A economia azul
Blues é um gênero musical que se fundamenta no uso de notas tocadas ou cantadas numa frequência baixa, com fins expressivos, evitando notas da escala maior e utilizando sempre uma estrutura repetitiva. Os blues se desenvolveram a partir dos spirituals, o gênero dos escravos libertos nos Estados Unidos. Suas letras eram, muitas vezes, de protestos contra a escravidão.
Na última sexta-feira, na Argentina, o “dólar blue”, o dólar azul, a moeda transacionada no mercado (paralelo) de câmbio, superou a marca de dez pesos. Isso estabeleceu um ágio de quase 100% sobre a cotação da moeda argentina no mercado oficial.
O nome para o dólar paralelo naquele país não poderia ser mais apropriado – embora a origem da qualificação de “azul” pretenda apenas distinguir o valor em pesos da moeda argentina no mercado negro em oposição ao valor do dólar “verde” cotado no mercado oficial.
A denominação é apropriada até porque, como no gênero musical, reflete a frequência baixa da política econômica praticada no país vizinho. Reflete também o caráter repetitivo de políticas equivocadas de controles de preços e de importações. Ou ainda, se preferirem, o protesto do cidadão comum, que não mais confia no retorno e na liquidez de outras aplicações financeiras em moeda local.
Como afirmou o influente jornal argentino Ámbito Financiero, as casas de câmbio de Buenos Aires paralisaram seus negócios, receando medidas repressivas. As operações que ainda se realizam são de pequenos valores, com clientes conhecidos. Não existe, portanto, no atual momento, um preço de referência para a moeda americana no mercado paralelo. Na última sexta-feira, o dólar azul era vendido a 10,03 pesos, com a cotação estável.

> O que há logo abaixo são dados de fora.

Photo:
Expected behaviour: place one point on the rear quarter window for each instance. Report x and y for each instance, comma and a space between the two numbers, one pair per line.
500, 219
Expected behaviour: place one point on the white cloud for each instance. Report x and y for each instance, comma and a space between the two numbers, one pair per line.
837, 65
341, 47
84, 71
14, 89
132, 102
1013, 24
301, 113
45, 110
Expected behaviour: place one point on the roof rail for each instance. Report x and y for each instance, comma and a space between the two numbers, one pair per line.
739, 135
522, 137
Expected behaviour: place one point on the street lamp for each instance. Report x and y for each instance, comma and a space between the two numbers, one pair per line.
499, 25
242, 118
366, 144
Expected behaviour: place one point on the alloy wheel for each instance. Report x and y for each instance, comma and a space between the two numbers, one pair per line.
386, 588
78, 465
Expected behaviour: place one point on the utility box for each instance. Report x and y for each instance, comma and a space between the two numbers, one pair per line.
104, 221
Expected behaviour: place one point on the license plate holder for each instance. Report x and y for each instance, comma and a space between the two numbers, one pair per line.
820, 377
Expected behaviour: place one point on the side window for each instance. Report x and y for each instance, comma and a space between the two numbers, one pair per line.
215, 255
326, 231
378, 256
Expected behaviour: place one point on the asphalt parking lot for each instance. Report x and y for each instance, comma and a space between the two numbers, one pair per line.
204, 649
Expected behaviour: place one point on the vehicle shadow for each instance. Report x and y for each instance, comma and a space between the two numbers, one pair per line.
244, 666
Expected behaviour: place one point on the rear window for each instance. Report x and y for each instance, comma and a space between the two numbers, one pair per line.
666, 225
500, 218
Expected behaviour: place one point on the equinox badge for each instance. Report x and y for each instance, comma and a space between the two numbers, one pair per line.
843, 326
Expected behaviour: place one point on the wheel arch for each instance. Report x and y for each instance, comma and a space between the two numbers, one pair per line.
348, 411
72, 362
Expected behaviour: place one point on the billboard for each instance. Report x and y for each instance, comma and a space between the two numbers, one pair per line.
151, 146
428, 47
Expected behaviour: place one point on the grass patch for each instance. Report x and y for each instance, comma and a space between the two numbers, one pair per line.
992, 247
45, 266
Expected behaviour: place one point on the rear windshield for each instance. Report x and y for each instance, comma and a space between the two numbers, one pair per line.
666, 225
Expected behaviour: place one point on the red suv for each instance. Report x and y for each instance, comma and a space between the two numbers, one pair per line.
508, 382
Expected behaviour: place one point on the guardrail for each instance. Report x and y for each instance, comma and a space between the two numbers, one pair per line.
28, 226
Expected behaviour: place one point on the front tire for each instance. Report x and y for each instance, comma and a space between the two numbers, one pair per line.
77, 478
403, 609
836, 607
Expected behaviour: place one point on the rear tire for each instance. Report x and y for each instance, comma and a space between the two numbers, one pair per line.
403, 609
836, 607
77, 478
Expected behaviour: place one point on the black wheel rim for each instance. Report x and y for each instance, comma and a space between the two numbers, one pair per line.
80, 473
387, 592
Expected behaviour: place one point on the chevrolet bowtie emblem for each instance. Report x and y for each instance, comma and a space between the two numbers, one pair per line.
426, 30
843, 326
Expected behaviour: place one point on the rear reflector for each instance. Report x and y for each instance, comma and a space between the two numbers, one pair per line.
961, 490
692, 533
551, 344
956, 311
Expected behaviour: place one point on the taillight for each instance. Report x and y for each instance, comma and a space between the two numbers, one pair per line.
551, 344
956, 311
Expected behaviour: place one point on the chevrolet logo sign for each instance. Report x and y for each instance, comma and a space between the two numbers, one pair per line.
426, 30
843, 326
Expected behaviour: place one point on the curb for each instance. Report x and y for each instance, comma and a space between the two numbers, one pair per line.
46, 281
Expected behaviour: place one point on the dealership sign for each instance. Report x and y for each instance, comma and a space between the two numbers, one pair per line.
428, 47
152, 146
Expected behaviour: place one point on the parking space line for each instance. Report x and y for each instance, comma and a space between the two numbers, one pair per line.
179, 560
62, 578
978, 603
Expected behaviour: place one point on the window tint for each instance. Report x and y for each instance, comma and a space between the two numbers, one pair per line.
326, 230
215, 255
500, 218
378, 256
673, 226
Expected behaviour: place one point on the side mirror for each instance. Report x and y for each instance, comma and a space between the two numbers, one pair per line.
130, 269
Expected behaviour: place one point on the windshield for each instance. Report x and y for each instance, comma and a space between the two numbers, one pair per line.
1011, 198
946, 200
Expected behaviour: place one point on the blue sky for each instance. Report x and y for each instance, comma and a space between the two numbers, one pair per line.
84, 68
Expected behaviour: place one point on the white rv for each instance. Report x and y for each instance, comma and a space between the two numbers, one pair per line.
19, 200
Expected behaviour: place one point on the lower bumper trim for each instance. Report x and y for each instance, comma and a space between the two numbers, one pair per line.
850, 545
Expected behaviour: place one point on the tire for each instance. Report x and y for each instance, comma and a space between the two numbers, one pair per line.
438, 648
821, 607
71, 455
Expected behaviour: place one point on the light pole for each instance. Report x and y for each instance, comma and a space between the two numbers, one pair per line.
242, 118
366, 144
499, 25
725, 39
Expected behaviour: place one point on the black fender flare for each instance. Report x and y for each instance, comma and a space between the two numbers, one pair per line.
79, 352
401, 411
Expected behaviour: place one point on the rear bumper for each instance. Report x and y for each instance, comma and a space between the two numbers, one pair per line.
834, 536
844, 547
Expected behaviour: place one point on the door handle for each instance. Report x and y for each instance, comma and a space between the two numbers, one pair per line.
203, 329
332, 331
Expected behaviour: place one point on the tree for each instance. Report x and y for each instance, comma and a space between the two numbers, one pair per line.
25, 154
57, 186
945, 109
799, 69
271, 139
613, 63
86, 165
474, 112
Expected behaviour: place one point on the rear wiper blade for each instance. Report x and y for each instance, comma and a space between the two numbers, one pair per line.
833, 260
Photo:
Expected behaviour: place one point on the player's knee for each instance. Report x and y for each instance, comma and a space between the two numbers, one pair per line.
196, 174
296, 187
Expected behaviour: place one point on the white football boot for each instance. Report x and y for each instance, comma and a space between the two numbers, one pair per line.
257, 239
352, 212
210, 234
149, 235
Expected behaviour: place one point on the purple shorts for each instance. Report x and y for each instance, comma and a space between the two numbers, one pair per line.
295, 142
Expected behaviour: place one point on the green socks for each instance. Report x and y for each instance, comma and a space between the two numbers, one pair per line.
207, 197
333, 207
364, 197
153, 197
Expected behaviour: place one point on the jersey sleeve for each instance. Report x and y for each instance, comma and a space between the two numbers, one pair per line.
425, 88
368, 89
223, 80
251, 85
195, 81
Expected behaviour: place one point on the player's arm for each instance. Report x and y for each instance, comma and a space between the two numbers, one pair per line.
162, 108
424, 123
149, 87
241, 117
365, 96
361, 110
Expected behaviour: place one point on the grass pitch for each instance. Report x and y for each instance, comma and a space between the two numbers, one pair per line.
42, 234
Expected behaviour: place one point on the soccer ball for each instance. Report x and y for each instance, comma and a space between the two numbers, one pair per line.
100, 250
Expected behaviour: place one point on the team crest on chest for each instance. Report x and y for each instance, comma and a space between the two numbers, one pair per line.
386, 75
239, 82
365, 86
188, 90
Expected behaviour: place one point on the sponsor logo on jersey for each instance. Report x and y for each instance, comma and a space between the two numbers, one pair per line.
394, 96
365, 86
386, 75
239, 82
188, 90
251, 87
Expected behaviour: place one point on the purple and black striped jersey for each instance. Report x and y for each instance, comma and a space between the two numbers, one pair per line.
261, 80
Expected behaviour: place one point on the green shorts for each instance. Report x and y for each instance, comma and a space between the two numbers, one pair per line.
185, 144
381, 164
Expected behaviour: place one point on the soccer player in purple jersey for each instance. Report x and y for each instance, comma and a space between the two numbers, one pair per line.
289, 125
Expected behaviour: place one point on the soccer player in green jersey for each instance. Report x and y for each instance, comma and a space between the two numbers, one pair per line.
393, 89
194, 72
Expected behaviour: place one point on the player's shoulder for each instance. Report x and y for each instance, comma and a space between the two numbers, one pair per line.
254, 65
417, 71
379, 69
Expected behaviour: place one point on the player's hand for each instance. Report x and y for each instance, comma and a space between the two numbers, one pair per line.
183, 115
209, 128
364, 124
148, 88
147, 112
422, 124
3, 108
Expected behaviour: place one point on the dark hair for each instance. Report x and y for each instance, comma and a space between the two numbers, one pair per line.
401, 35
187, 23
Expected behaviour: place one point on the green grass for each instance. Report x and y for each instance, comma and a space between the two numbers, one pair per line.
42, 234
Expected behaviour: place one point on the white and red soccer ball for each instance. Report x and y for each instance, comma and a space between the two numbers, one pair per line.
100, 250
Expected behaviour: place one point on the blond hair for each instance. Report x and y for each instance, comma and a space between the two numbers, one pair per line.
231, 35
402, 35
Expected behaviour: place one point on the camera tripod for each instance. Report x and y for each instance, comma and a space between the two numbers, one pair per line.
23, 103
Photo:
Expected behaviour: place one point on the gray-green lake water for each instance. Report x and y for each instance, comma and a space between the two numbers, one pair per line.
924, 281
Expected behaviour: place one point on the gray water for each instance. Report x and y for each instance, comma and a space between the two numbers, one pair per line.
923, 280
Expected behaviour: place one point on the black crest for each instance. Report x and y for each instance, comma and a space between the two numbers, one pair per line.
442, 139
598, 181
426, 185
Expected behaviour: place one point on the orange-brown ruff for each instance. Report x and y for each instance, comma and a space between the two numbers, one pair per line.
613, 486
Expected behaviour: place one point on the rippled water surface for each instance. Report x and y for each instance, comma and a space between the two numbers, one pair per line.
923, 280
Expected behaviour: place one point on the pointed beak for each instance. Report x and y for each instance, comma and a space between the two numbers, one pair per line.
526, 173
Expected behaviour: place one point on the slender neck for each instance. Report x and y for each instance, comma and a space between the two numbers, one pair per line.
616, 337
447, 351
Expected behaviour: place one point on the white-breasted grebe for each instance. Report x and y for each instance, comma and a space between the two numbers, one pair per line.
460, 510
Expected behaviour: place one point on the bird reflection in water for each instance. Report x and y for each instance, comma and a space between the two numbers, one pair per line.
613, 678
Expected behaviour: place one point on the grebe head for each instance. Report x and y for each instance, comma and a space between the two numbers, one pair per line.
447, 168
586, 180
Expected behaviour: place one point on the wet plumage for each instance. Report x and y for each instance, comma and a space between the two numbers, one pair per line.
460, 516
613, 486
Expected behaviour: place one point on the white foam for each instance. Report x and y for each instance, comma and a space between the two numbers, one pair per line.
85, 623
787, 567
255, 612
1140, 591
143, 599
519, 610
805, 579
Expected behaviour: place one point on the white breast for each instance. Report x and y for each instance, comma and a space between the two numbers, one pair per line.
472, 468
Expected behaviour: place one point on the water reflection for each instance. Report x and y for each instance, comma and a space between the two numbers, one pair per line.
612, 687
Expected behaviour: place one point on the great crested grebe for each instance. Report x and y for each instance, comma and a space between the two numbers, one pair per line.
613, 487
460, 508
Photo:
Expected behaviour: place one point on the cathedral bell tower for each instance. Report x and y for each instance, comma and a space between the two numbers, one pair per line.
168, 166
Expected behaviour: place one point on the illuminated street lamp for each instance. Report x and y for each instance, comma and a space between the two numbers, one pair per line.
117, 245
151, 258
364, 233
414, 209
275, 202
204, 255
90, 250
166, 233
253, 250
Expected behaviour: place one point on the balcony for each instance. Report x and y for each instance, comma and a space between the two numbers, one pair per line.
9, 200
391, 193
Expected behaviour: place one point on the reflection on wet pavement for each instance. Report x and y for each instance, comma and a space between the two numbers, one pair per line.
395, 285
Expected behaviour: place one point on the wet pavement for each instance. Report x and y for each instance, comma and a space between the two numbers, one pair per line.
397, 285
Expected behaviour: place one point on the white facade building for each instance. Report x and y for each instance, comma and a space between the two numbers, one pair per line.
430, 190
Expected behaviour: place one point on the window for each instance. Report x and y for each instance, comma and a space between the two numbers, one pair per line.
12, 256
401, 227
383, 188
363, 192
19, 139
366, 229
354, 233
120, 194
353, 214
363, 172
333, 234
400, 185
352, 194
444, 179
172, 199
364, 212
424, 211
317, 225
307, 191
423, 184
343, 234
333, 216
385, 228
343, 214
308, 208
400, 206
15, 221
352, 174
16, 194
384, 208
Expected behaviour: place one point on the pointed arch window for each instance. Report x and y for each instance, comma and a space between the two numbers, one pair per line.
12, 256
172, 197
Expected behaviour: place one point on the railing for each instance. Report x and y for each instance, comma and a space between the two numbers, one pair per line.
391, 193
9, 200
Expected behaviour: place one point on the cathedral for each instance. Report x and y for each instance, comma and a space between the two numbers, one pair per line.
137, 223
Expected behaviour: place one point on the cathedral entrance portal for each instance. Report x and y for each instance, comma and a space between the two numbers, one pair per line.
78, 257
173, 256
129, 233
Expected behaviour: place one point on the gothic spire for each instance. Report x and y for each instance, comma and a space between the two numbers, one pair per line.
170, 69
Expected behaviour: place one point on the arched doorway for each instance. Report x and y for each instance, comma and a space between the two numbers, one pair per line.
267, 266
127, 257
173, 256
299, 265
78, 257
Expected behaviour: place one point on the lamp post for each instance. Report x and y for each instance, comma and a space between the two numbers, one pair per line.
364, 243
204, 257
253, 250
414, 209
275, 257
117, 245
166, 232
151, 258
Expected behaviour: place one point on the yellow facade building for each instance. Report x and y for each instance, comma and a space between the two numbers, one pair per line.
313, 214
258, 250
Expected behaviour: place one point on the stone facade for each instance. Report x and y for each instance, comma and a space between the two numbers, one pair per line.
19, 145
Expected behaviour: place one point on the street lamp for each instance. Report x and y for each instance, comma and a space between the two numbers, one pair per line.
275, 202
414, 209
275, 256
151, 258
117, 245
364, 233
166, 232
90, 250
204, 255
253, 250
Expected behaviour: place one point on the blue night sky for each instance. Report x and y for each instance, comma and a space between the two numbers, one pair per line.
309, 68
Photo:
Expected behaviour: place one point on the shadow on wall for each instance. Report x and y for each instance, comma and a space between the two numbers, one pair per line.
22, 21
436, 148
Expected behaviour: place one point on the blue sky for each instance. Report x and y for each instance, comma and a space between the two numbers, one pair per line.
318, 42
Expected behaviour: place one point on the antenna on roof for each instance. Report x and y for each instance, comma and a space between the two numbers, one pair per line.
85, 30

Em um mercado sujeito a todo tipo de interferências, seria natural esperar que a o valor do dólar azul sofresse forte oscilação – o que de fato ocorreu ao longo de toda a semana passada. Elevados spreads entre a taxa oficial de câmbio e o valor da moeda no mercado paralelo são também indicações claras de escassez de divisas. No primeiro trimestre de 2011, as reservas internacionais da Argentina atingiram US$ 52 bilhões. Na quarta-feira, as reservas haviam caído para pouco mais de US$ 39 bilhões.
É natural, em circunstâncias como essa, que o governo procure proteger suas reservas. No caso da Argentina essa preocupação é acentuada em função do fato de que o país exporta principalmente commodities, cujos preços oscilam mais acentuadamente que os preços de produtos manufaturados.
Há duas formas de proteger as reservas: primeiro, restringindo o acesso à moeda estrangeira pelos que pretendem fazer pagamentos ao exterior, principalmente importadores de mercadorias e serviços e empresas que pretendam remeter lucros e dividendos; segundo, buscando ampliar as reservas existentes.
Com a Argentina fora do mercado de capitais internacionais desde a moratória de maio de 2005, a saída encontrada foi buscar “branquear” os dólares pertencentes a argentinos, no país e no exterior. Dois títulos do governo foram criados para essa finalidade. O primeiro, Cedin, emitido em dólares à taxa de câmbio oficial – 5,18 pesos na última sexta-feira – e utilizável apenas para a compra e venda de imóveis. O segundo, Baade, também emitido em dólares, destina-se a financiar a estatal petrolífera YPF e poderá ser livremente transacionado no mercado secundário.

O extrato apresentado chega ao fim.